この辺りは毎年山から降りて来た鹿なんかの良い狩場にもなるが、その分、狼や肉食の魔物も増えるからね。
人数がいた方が安全でもあるよ」
前半が本音で、後半は言い訳でしょ。
「夜になれば分かるよ。
だから、そんな目で見ないでくれないか」
苦笑なさるが、みんなそんな目なのはしかたないでしょうよ。
私達の護衛をして下さっている騎士さん達までそんな目だ。
これは、感情が隠せなかったらしい。
◇
夜営の準備の時には、ハンモックとキャンピングカーの間に作ったテントのカスタマイズにはしゃぐし、キャンピングカーに感心しきり。
夜ご飯はお父さんにニホンショクを要求し、狭いながらも湯船を堪能。
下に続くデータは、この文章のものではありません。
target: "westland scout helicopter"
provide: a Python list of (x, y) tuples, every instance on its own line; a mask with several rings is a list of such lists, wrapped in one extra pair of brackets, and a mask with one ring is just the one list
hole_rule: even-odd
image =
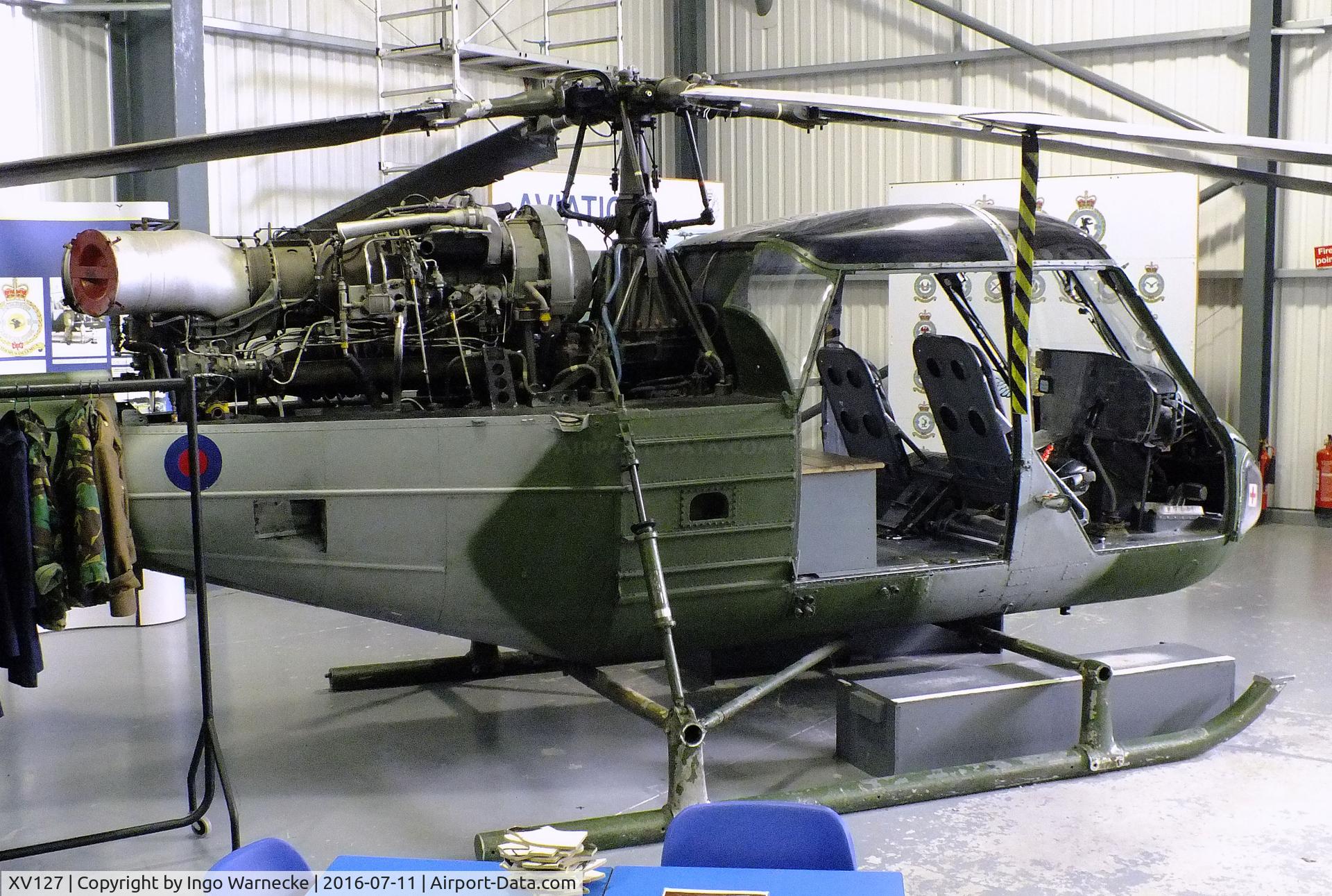
[[(759, 116), (1015, 144), (1022, 207), (813, 215), (667, 249), (671, 229), (713, 212), (699, 180), (695, 221), (657, 217), (646, 135), (665, 113), (690, 136), (695, 117)], [(1110, 667), (998, 631), (1006, 613), (1203, 579), (1253, 525), (1261, 491), (1252, 452), (1123, 271), (1087, 235), (1036, 213), (1038, 152), (1328, 193), (1321, 181), (1095, 141), (1313, 164), (1332, 164), (1332, 147), (579, 72), (474, 104), (12, 163), (0, 185), (500, 116), (522, 123), (262, 239), (73, 237), (67, 304), (119, 315), (145, 375), (193, 375), (204, 404), (221, 408), (196, 461), (216, 580), (470, 639), (468, 657), (426, 663), (437, 677), (554, 663), (661, 727), (666, 804), (569, 823), (603, 848), (658, 839), (674, 812), (707, 799), (707, 731), (900, 627), (948, 625), (1078, 669), (1076, 748), (770, 796), (847, 812), (1169, 761), (1240, 731), (1280, 691), (1260, 677), (1200, 728), (1119, 743)], [(578, 128), (571, 184), (598, 124), (619, 140), (607, 217), (566, 203), (486, 207), (461, 192), (553, 159), (563, 127)], [(569, 236), (575, 217), (609, 237), (595, 268)], [(894, 357), (866, 359), (840, 309), (852, 295), (903, 295), (903, 277), (923, 279), (948, 313), (895, 335)], [(1032, 308), (1036, 277), (1064, 301)], [(978, 305), (972, 287), (990, 279), (1002, 303)], [(888, 405), (882, 379), (912, 376), (942, 451), (904, 432), (899, 415), (912, 408)], [(802, 451), (814, 417), (822, 451)], [(127, 411), (140, 556), (169, 571), (190, 557), (181, 433)], [(701, 717), (679, 657), (743, 647), (789, 664)], [(665, 661), (670, 705), (602, 668), (649, 659)], [(478, 856), (500, 839), (480, 835)]]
寝る時にはクーとルーの添い寝を希望って……、信用に欠けますが。
それでも憎めない、不思議な方なんだよな。
◇
クーとルーはケージが私の乗るキャンピングカーの方にあるし、二度目だからだろうか? 縄張りだとでも思っているのか、キナル第二王子殿下達の使うキャンピングカーは嫌がった。
キナル第二王子殿下は「私はあのニ匹に嫌われているのだろうか?」などと本気で悩んでおられた。
かなり懐いていると思いますよ。
◇
クーとルーは私が抱っこして寝たのだが、深夜、狼の遠吠えに向かっていっちょ前に唸っていた。
「狼、かな? の、遠吠えがしてるね。
こっちに来なきゃ良いね」
前もだったらしいのだが、初めて見るクーとルーの野性味を感じる姿に、ちょっと驚いた。
「大丈夫でしょう。
前もこの子達が唸ってしばらくすると、狼達は引き上げて行きましたから」
同じキャンピングカーのダイニングのソファベッドで寝ていたお父さんと、元冒険者のエバーソンさんも起きている。
しばらく様子を伺っていたが、遠吠えは近づく事もなく、そのまま去っていった。
クーとルーのおかげなのか、この夜のこれ以降、狼にも他の獣にも魔物にも遭遇する事なく、私達は王都入りを果たしたのだった。